Gazete ve TV’ler ayarlandı ama   şu “Sosyal İletişim Ağı” denen şey tam bir başbelası!... Bu ne kadar yasaklansa da tam halledilemiyor. Rakiplerine karşı binlerce maaşlı adam tutsa da, onlar bir yazarsa on yazsalar da; yine olmadı! Şimdi en kısa yolu uygulayıp kökten yasakladı! Mecliste torba kıtlığı mı var? Atılır birinin içine iki satır kanun teklifi, çıkar gider!... Parmaksa AKP’den çok kimde var? Oldu nitekim; twetter yasaklandı; yaşasın İleri demokrasi!...
Sorun bakın yandaşlarına; şu ülkeyi neredeyse yeniden yapmadı mı, baştan sona değiştirmedi mi?  Başbakandan önce bu ülke var mıydı; kayıtlara bakmak gerek! Şimdi tutturmuşlar yolsuzluk-rüşvet falan diye! Size yazıklar olsun, hiç kadir-kıymet de bilmiyorsunuz. Bal tutan parmağını yalamaz mı? Bu atasözünü ben mi söyledim? Belli ki büyük usta atalarına çok bağlı; onların sözünü dinliyor! Ne olmuş biraz bir şeyler yemişlerse; hem o yedikleri hazinenin parası değil; n’abeeeer? Hatta “çaldıysa benden çaldı” diye yandaşları göğüslerini gururla yumruklamıyorlar mı? Her yenene rüşvet mi denirmiş ki? Hem niye şikâyet ediyorsunuz? Onlar yol yapmadılar mı?
Dört bakanıyla çocukları da bu rüşvete karışmışmış da; hani nerede kanıtlarınız? Yok; evlerinde ayakkabı kutusunda milyarlar bulunmuş da, yok para kasaları, para sayma makineleri varmış da! Ne varmış yani; olamaz mı? Müdürü o paralarla hayır işleyecekti bir kere, sizin yüzünüzden şimdi herkes öğrendi yani; ayıptır, günahtır! Zaten siz muhalifler din-iman da tanımazsınız, bunu da onun için yapıyorsunuz! Bakanların günah işleme özgürlüğünü ellerinden alıyorsunuz. Parası çoksa ne yapsın bakanının çocuğu; ona parmak mı dayanır? Tabi makineyle sayar. Servet düşmanları sizi! İşte nasılda suçüstü yakalandınız değil mi? Hem “yansız-tarafsız ve de özellikle bağımsız- yargı en sonunda hak yerini bulsun diye hepsini serbest bırakmadı mı?  Yaşasın Adalet!... Zenginin malı züğürdün çenesini yorarmış zaten!

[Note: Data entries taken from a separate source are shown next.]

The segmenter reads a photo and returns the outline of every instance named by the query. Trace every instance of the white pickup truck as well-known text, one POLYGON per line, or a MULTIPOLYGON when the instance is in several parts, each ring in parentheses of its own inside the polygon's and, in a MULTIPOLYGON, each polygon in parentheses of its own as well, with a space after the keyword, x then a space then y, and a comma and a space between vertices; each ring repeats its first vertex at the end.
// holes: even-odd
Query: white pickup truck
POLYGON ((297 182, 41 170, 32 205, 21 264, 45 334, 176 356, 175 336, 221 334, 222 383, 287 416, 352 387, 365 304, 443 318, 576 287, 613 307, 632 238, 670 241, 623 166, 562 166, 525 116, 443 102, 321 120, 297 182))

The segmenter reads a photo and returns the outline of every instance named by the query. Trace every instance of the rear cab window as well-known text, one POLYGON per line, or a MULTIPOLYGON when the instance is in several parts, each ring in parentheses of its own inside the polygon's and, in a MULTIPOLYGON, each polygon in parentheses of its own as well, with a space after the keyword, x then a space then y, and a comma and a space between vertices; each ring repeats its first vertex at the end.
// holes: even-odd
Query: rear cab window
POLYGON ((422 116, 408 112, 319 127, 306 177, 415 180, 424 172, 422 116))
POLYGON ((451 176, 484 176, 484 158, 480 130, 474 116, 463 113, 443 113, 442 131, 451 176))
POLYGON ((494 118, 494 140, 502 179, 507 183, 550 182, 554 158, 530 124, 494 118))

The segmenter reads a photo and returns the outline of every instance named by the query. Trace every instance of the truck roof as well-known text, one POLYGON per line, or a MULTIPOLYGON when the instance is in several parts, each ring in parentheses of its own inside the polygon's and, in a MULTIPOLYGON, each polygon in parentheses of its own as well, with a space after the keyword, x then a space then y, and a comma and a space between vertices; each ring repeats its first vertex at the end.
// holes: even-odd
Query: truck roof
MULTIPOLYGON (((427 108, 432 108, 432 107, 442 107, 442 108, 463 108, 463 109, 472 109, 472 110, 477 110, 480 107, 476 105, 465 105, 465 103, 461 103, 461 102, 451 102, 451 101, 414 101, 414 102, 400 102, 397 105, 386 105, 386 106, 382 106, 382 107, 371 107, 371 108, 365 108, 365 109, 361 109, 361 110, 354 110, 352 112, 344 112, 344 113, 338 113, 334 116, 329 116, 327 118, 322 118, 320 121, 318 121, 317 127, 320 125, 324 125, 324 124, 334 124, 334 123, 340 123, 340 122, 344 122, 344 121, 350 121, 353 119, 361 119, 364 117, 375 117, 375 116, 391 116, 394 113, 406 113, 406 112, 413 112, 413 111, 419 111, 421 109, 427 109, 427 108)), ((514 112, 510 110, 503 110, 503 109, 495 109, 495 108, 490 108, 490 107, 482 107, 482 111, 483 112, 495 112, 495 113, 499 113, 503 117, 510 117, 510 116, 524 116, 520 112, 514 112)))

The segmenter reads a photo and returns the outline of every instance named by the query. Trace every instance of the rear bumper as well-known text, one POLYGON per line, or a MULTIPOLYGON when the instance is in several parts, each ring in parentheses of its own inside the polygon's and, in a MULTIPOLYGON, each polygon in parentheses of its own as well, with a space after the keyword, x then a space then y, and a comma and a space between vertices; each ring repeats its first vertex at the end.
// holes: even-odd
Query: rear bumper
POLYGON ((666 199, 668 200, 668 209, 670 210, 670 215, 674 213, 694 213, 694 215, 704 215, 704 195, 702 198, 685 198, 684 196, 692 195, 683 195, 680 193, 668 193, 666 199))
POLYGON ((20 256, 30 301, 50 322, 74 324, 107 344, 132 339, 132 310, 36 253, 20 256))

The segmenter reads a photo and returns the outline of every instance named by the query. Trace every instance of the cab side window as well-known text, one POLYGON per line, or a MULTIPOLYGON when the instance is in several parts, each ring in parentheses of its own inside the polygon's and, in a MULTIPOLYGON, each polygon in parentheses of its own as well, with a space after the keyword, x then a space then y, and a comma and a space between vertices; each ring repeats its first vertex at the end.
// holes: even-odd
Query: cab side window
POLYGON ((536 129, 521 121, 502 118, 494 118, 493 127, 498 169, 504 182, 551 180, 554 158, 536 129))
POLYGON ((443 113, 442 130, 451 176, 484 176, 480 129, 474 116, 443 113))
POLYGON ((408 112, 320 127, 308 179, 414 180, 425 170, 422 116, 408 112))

Böyle durumlarda dünyanın herhangi bir devletinde yönetim istifa edermiş! Siz daha çok beklersiniz; neden istifa edecek ki? Ne var ortada? Bak; vatandaş ne diyor? “Çaldıysa benden çaldı, hem onlar yol yaptı, size ne?” demiyor mu? Hadi anam, hadi işinize; onlar ancak sandıkta, hatta öbür dünyada hesap verir!
Ülkeyi yönetmeyi kolay sanıyorsunuz. Tabi ne zorluklar çekildiğini de bilmiyorsunuz. En yakın dostlarından insan ne kazıklar yiyor. Örneğin mesela, daha düne kadar elbirliği ile koskoca TSK’yı ve ne kadar muhalif gazeteci-yazar varsa birlikte içeri tıktığı Hocaefendi; şimdi ne oldu da su koyuverdi? Gel de insanlara güven bakalım! Hâlbuki “ona ne istediyse vermiştik” demişti, yalan mı söylüyor koskoca başbakan yani? Ama şimdi daha fazlasını istiyor demek. Yağma yok arkadaş, bu ülkede sadece bir Padişah olur! Herkes haddini bilecek! Bu ülkenin en büyük ve tek Başbakanına başkaldırmak ha; “Yahu sen kimsin, kimsin sen? Biz senin ağababalarını yenmiş adamız; şimdi paralelini, çeteni, hainlerini mi halledemeyeceğiz ey haşhaşi?” 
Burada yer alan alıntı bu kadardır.